Finished curing and will be smoking a couple goose breasts for my nephew. Anyone have any experience with hanging the goose breast breasts in cheese cloth after smoking? Realtree recipe calls for hanging 7-10 days between 40-60°. We'll have those temperatures here in DE for the next 10 days. Will I be okay? Thank you in advance for any help.
  Jeff


----------



## archeryrob (Dec 29, 2018)

I have smoked plenty after curing and why would you hang after smoking for so long unless you are trying to dry them? EDIT I think I found it. They are drying to make goose like prosciutto but cooking it for safety first and air drying it. 

They can be dried some by smoking longer as in all day and then I rest in the fridge to stiffen a day and slice them up. Do you want them moist or dried? Maybe you should try a couple of each. You could dry them in the fridge also without cheese cloth. 

FWIW, I dried a goose breast and a couple of duck breasts and thought it lost some flavor and needed to be shaved ultra thin to be eaten as it was hard, like wood. I still ahve one in the fridge downstairs from a year ago wrapped in an old bead sheet. I wasn't a fan.


----------



## archeryrob (Dec 29, 2018)

I pulled them out of the fridge and they were ok for the first month or two but kept drying into wood blocks like this. I guess it could be survival food but not worth much long term I can’t even get a knife through it.

Now I don’t know if these stored in a curing chamber like an Italian basement would keep them moist enough to eat but the fridge and my drier basement made them wood like and inedible


----------



## archeryrob (Dec 29, 2018)

I did try soaking a duck breast to re hydrate and didn’t like that much either


----------



## meatallica (Dec 29, 2018)

Thanks Rob. I was gonna try to get that prosciutto type consistency. I have 4, so maybe I'll do 2 into fridge after smoking to rest and and 2 hanging.. appreciate the help


----------



## archeryrob (Dec 30, 2018)

You might want to go onto the curing section or pork section and ask about prosciutto. I am too ignorant on it to tell you anything about it. Maybe it can't sit around as long as I left it. I was trying to find a long term, shelf stable, storage solution like they do with Virginia hams. I obviously messed up some where. They don't cook prosciutto or Virginia ham, so that maybe the reason. Also, as I said, everything I have said in this last post is most assumptions, not facts except the foods being uncooked.

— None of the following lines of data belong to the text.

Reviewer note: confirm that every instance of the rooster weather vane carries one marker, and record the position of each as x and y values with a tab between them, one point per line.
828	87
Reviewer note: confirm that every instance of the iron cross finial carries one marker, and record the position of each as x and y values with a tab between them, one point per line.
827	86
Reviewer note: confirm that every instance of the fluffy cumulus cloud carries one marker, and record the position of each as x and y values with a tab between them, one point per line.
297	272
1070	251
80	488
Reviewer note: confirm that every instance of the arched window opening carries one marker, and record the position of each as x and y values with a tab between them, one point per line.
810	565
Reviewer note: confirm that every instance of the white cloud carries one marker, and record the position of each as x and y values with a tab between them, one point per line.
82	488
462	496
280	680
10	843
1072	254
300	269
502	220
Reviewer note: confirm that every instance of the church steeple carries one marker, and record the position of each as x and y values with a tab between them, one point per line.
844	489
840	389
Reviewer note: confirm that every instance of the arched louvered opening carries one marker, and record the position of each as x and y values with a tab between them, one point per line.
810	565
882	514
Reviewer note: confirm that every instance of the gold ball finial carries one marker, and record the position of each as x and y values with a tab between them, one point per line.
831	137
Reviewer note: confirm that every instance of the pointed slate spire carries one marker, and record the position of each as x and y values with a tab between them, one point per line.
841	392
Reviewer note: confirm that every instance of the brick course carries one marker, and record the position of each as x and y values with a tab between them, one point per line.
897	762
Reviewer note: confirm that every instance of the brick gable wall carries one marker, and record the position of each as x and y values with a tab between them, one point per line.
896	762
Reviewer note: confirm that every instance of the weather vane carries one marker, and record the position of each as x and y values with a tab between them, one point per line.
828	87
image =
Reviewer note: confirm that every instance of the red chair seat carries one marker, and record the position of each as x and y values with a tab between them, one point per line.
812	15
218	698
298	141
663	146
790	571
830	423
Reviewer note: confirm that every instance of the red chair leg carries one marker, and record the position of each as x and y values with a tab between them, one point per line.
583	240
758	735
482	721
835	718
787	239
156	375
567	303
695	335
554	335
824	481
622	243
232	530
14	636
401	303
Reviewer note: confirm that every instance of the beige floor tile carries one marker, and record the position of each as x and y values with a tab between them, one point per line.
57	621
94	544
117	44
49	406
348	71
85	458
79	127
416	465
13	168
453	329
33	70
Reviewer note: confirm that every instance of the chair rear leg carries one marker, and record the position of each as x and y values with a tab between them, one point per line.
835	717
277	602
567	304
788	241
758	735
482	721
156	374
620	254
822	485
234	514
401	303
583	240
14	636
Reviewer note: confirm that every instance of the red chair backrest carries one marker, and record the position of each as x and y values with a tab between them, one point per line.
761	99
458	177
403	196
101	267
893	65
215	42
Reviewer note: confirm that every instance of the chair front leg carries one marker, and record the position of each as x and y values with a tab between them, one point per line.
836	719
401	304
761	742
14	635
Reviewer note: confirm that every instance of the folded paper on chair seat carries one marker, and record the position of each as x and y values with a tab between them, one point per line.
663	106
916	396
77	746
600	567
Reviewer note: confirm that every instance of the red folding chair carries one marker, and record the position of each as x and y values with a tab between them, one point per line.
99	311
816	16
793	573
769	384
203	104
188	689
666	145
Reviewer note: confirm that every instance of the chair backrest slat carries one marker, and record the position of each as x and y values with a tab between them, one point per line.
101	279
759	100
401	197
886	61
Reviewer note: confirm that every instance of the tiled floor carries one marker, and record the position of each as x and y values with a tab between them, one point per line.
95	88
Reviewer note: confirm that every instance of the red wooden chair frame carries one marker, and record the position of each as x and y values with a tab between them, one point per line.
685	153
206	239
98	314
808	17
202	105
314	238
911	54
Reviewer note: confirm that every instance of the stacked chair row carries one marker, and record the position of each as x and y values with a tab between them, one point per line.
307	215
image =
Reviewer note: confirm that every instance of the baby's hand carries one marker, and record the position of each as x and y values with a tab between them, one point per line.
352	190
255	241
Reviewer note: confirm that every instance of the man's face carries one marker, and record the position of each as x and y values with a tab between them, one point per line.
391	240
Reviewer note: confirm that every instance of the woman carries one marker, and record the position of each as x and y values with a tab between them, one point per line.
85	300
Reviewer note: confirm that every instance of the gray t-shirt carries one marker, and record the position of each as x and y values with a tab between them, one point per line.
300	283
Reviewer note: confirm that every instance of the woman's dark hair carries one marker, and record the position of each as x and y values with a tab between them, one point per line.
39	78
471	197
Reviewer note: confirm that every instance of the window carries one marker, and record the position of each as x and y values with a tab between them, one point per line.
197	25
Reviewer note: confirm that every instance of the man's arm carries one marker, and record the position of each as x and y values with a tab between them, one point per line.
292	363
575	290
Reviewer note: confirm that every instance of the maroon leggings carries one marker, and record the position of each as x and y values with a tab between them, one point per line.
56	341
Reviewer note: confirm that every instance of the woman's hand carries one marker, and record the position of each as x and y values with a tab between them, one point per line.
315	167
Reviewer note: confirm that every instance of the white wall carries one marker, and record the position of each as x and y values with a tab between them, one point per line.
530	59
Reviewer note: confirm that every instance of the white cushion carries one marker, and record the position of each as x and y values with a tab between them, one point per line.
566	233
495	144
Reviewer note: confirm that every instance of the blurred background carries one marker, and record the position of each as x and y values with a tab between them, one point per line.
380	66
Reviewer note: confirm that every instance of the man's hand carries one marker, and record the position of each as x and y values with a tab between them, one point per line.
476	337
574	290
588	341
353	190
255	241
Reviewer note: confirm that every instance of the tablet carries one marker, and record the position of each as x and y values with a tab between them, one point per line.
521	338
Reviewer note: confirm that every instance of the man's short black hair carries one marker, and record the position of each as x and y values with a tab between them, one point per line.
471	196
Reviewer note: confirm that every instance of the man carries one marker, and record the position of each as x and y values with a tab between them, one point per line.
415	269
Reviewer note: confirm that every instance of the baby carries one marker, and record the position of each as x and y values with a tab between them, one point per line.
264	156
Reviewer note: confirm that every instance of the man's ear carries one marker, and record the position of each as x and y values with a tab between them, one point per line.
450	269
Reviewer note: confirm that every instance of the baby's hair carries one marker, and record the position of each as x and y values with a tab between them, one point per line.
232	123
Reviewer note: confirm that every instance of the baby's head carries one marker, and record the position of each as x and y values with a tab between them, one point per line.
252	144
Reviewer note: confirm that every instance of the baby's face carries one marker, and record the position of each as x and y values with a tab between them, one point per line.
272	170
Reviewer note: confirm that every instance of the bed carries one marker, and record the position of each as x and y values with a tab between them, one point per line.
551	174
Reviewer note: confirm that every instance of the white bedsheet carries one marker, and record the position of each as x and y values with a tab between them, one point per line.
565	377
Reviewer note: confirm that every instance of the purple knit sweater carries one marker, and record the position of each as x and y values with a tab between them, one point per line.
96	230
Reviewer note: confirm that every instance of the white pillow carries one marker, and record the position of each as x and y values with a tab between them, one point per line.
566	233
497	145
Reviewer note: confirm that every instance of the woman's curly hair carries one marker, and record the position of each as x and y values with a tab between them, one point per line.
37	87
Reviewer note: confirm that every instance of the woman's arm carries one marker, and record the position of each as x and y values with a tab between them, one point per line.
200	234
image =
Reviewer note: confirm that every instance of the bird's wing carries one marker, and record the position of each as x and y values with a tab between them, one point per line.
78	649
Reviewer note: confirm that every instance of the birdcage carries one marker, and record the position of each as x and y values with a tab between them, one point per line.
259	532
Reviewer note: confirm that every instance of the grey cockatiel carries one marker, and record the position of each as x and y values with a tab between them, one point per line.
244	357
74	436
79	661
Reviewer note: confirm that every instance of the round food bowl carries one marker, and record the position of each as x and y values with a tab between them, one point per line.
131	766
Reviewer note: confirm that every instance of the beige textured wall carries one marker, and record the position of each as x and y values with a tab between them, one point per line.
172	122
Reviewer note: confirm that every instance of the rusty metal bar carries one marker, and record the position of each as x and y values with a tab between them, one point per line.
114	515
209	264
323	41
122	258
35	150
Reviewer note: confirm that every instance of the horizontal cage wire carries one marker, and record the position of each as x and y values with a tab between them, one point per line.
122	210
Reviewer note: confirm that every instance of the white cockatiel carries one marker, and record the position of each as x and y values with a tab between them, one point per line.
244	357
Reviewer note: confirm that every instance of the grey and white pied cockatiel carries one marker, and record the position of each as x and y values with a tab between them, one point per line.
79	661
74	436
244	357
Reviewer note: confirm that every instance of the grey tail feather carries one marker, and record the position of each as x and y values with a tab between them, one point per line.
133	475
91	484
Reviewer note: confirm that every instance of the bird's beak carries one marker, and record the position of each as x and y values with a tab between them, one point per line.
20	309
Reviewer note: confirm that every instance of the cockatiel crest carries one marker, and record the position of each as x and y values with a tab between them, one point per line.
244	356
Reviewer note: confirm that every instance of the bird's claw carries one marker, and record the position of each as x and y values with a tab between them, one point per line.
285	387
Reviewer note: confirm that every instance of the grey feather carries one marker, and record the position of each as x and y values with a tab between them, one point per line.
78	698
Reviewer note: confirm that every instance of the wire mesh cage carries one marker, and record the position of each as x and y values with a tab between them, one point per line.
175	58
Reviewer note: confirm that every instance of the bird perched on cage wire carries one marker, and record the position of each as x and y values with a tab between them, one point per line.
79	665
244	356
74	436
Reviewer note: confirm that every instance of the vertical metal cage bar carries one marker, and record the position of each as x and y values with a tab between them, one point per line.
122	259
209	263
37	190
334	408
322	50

If you do learn, please educate me also. ;)


----------



## meatallica (Dec 30, 2018)

I ended up thin slicing goose breast. Turns out, it was the exact consistency I was looking for. 1 got (10) 1/4-lb packs. Thanks again 

 archeryrob
 for saving me alot of grief


----------



## crazymoon (Dec 31, 2018)

M, Those slices look tasty!


----------



## archeryrob (Dec 31, 2018)

I slice it just like you did and save it for finger food for the fridge. One thing, I have smoked them quick and all day. I prefer the all day as I want it dry. The ones I have done wet vacuum seal into a wet ball when taking out of the freezer and are difficult to separate.You can rest it in the fridge to dry to your preference.

With the cure its pretty shelf stable, it just dries out. So sandwich bags in the fridge would probably be just fine. Or squeeze most air out and freeze if they are wet.

It looks great. I am sure you and everyone else you let try it will love it. I have never seen a meat turn so much more for the better with cure as goose. I have had people who cant stand goose like cured goose better than cured venison.

This is the one I did, kind of a copy off Bearcarvers dried venison and pastrami but dry cured and not all the spices. I use A LOT of black pepper. Its all personal taste. I enjoy doing this as much, maybe more, than hunting. Maybe ;)


----------